Abstract
Chimeric antigen receptor (CAR)-T cells exhibit low antigen sensitivity, which restricts their therapeutic efficacy and leads to patient relapses when cancer cells downregulate antigen expression. Despite the pressing need to overcome this limitation, the underlying mechanisms remain poorly understood. Here, we demonstrate that enhancing CAR sensitivity to match the sensitivity of the T-cell receptor (TCR) can be achieved by engineering matched extracellular sizes of CAR/antigen and CD2/CD58 complexes. We find that different CAR/antigen sizes, which are generated by different CAR architectures and different target antigens, require a different CD2/CD58 size to optimise sensitivity. This extracellular size-matching improves antigen engagement and co-localisation of CAR/antigen and CD2/CD58 complexes. We also find that size-matching controls co-inhibition of CARs by PD-1/PD-L1. These findngs highlight the importance of size-matching for signal integration by surface receptors and offers a new approach to tune CAR-T cell sensitivity by matching or mismatching extracellular sizes.
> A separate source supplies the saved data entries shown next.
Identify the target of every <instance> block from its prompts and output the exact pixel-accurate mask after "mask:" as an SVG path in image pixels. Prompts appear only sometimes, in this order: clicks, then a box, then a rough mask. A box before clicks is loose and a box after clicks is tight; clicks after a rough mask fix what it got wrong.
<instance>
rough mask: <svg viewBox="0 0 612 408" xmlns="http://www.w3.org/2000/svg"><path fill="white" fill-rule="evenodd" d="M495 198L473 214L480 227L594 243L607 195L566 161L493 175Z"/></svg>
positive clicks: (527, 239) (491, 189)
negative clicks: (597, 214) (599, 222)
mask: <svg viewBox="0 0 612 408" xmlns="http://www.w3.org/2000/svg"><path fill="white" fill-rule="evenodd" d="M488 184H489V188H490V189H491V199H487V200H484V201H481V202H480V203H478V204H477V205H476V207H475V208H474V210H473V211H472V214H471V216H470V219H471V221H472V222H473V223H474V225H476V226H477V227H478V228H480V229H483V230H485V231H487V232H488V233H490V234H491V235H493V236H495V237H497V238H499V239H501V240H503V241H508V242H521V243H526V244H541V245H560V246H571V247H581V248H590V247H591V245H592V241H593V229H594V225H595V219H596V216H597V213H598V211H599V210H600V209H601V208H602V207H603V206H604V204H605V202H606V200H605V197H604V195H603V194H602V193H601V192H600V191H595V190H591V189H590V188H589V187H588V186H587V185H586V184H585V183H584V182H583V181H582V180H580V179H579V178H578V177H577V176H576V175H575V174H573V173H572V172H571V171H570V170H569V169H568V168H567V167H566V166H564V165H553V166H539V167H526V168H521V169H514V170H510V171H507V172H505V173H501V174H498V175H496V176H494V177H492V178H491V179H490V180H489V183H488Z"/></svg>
One sentence summary The antigen sensitivity of CAR-T cells can be tuned to match the sensitivity of TCR-T cells by varying the relative extracellular size of CAR/antigen and CD2/CD58 complexes.
Graphical abstract
Competing Interest Statement
JB, JASF, PAvdM and OD have financial interests in a filed patent application related to membrane alignment. OD and PAvdM have financial interests in a filed patent application related to CombiCells. JB, JASF, PAvdM and OD have financial interest in MatchBio Ltd. PAvdM and OD are consultants to MatchBio Ltd. OD is a director of MatchBio Ltd. VA and MIB are current employees of MatchBio Ltd.